Poland continues to excite, entice and inspire me. Into my third week in the country on this trip (cumulatively I’ve now spent about 6 weeks of my life in Poland) and we toured an area by the Baltic Sea in Pomerania. It was all another spontaneous trip and I’ll share the story of how myself, Marina and Jack ended up in the gorgeous Słowiński National Park near Łeba in Pomerania, Poland. This was also my first adventure to the Kashubian part of Poland, which has its own language.
Firstly, I have been based in the Hostel Cycle On for a few weeks in the city of Gdańsk. In this time, I have done a food tour of Gydnia, toured Gdańsk and Sopot by bicycle with Mika on the Road, visited the Post Office where World War II began and started to learn Polish. It has been a really fantastic time of my life. This week in my dorm room, I met Marina from Barcelona in Catalonia and Jack from Como in Italy.
We bonded well in Gdańsk, had some drinks and food together, great chat and then Marina came up with the idea to head to the town of Łeba in order to visit Słowiński National Park and tour the sand dunes and forest there. After a week of studying Polish and working on my book, Backpacking Centurion, I decided I would go with them to Łeba, as it sounded too good an adventure to miss. And it was brilliant!
Getting to Łeba – Gdańsk to Gdynia
To get to Łeba, we decided to get a train. It needed to be two trains as we were based in Gdańsk when the day began. Firstly we went to Gdańsk Glowny, main train station and booked a local train to Gdynia. These trains cost around 3 Złoty, under 1 Euro and they run every 15 – 20 minutes during the day. We had about an 8 minute wait and then boarded for Gdynia Glowna.

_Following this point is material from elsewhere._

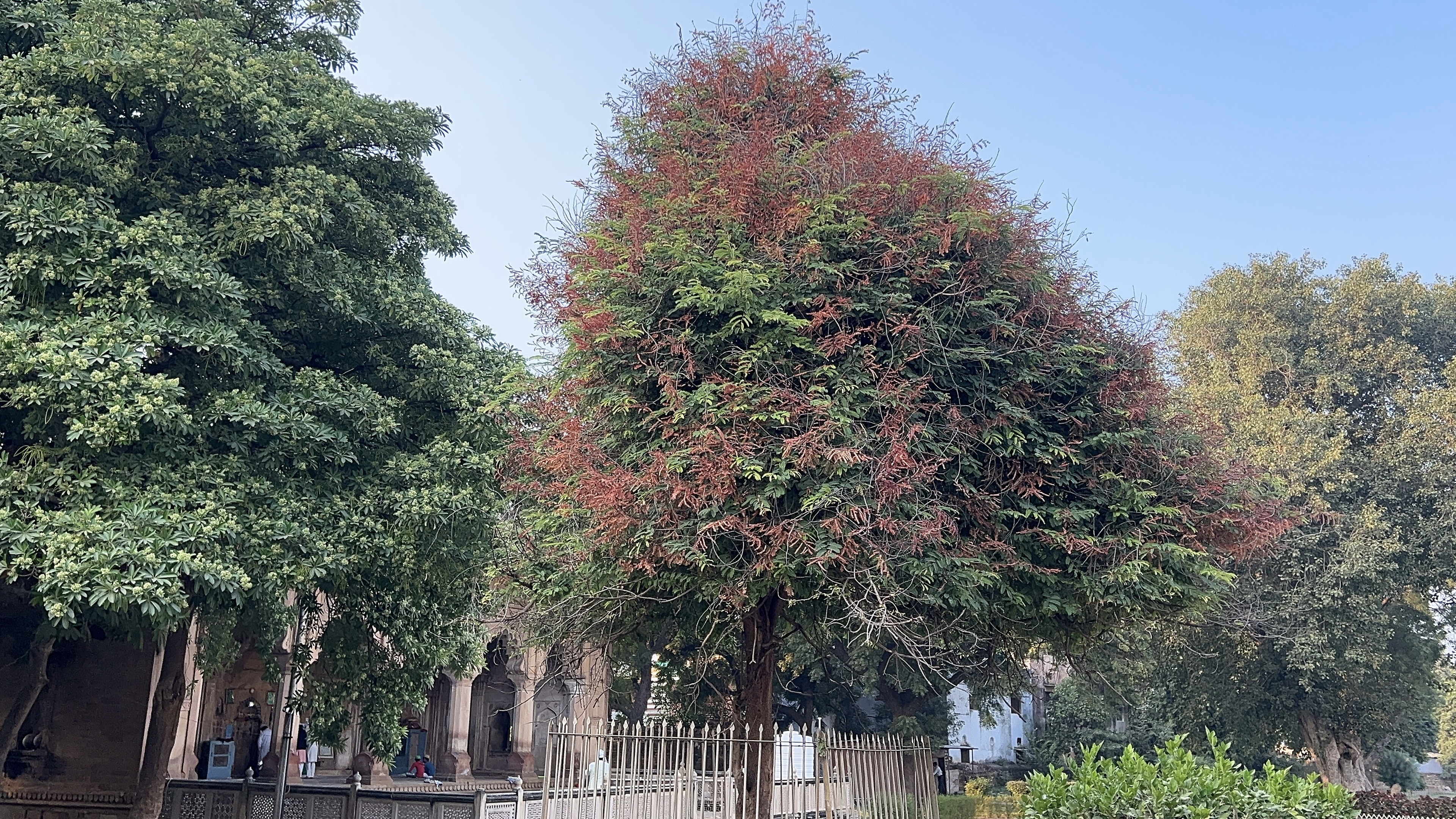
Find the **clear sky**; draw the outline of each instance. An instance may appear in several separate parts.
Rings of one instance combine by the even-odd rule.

Getting to Łeba – Gdynia to Łeba
Once we arrived in Gdynia, we had to get another train to Łeba. You need to change platforms onto the longer Inter City trains rather than the local ones. Our train had originally come from Warsaw. We only had a few minutes here, so had to dash fast and couldn’t buy a ticket. This was no problem as the Conductor on board the train sold us tickets. From Gdynia to Łeba was 37 Zlotys in July 2016 and the train took about two hours.
Arrival in Łeba
We walked around Łeba itself on arrival, but the main plan was to visit the famous sand dunes at Słowiński National Park. It turns out it is about 40 kilometres from Łeba so the best option was to hire bicycles for a few hours. There are plenty of places with bike hire. We paid 6 Zlotys per hour, but you can also pay 24 Zlotys for an entire day.

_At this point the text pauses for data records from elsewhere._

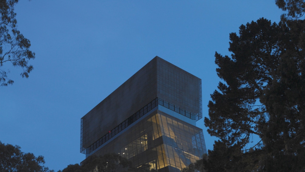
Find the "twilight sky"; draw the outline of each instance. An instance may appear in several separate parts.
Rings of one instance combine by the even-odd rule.
[[[0,87],[0,141],[45,157],[56,171],[85,159],[80,119],[156,56],[202,80],[203,112],[220,81],[216,51],[229,34],[264,17],[278,22],[274,0],[20,1],[18,28],[36,58],[28,79],[10,64]],[[214,140],[203,128],[207,149]]]

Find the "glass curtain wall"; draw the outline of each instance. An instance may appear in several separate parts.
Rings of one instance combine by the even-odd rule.
[[[206,152],[202,130],[159,111],[120,134],[98,151],[115,153],[135,167],[148,163],[158,171],[180,172]]]

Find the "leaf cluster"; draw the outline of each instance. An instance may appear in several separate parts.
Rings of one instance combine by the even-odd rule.
[[[292,159],[280,171],[305,169],[304,24],[261,18],[230,34],[230,57],[215,53],[224,82],[211,95],[205,125],[228,150],[238,148],[240,157],[264,154],[254,156],[259,162],[249,159],[256,170]],[[254,135],[260,140],[249,148]]]
[[[98,156],[92,155],[86,159],[80,165],[70,165],[59,172],[150,172],[150,166],[143,164],[135,168],[125,158],[115,154]]]
[[[282,16],[282,19],[298,19],[305,13],[305,1],[304,0],[275,0],[275,4],[278,8],[288,13]]]
[[[20,75],[27,78],[33,69],[28,60],[35,57],[35,53],[29,49],[29,40],[26,38],[17,28],[15,5],[18,0],[0,0],[0,86],[12,85],[14,81],[9,79],[5,64],[10,62],[13,66],[23,70]]]
[[[54,172],[43,166],[44,157],[24,153],[20,147],[5,145],[0,141],[0,171],[2,172]]]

The Forest at Słowiński National Park
First up we cycled through the Forest. It is a really dense wood and a brilliant place to cycle through. At times there are cycle paths. There are views to both sides – on your right is the Baltic Sea and on the left, a large lake. You are on a peninsula here.
We toured the forest and went to the first part of where the sand dunes start. This part has sand dunes with trees and grass through it, but it’s a good taster for the main event – the famous sand dunes.
The Sand Dunes at Słowiński National Park
After another cycle, we have now done the full 40 kilometres from Leba and arrive at an area where bicycles and all types of transport have to be parked and left. From here, you walk to the dunes. Those not keen to cycle the 40 kilometres, you can get a cart down here, though we didn’t check the prices.
The sand dunes were amazing. They change every day, the wind blows on them and the Polish government have cordoned off part of the area to protect it. There were not many foreign tourists here and I think we were the only backpackers that day. It was a hot day, and the dunes looked amazing. I had seen sand dunes before many times on my travels, including even in Northern Ireland at Castlerock, but they never get any less inspiring.
The Beach and the Baltic Sea at Słowiński National Park
We got to the beach, a short walk to the right of the sand dunes and the beach was fantastic because it is non commercial. There are no bars or restaurants here. It is a beach in its purest form and the sea you see is the Baltic Sea. I’d seen it before many times on my journeys on visits to Finland, Sweden, Estonia, Latvia and Lithuania.
Thanks to Marina and Jack for being such cool travel buddies for a few days, slightly longer than the usual “24 hour friends” but still an emotional goodbye as they headed to Poznan, and I headed back to the city of Gdańsk to continue my studies and do a pub crawl with the hostel crowd.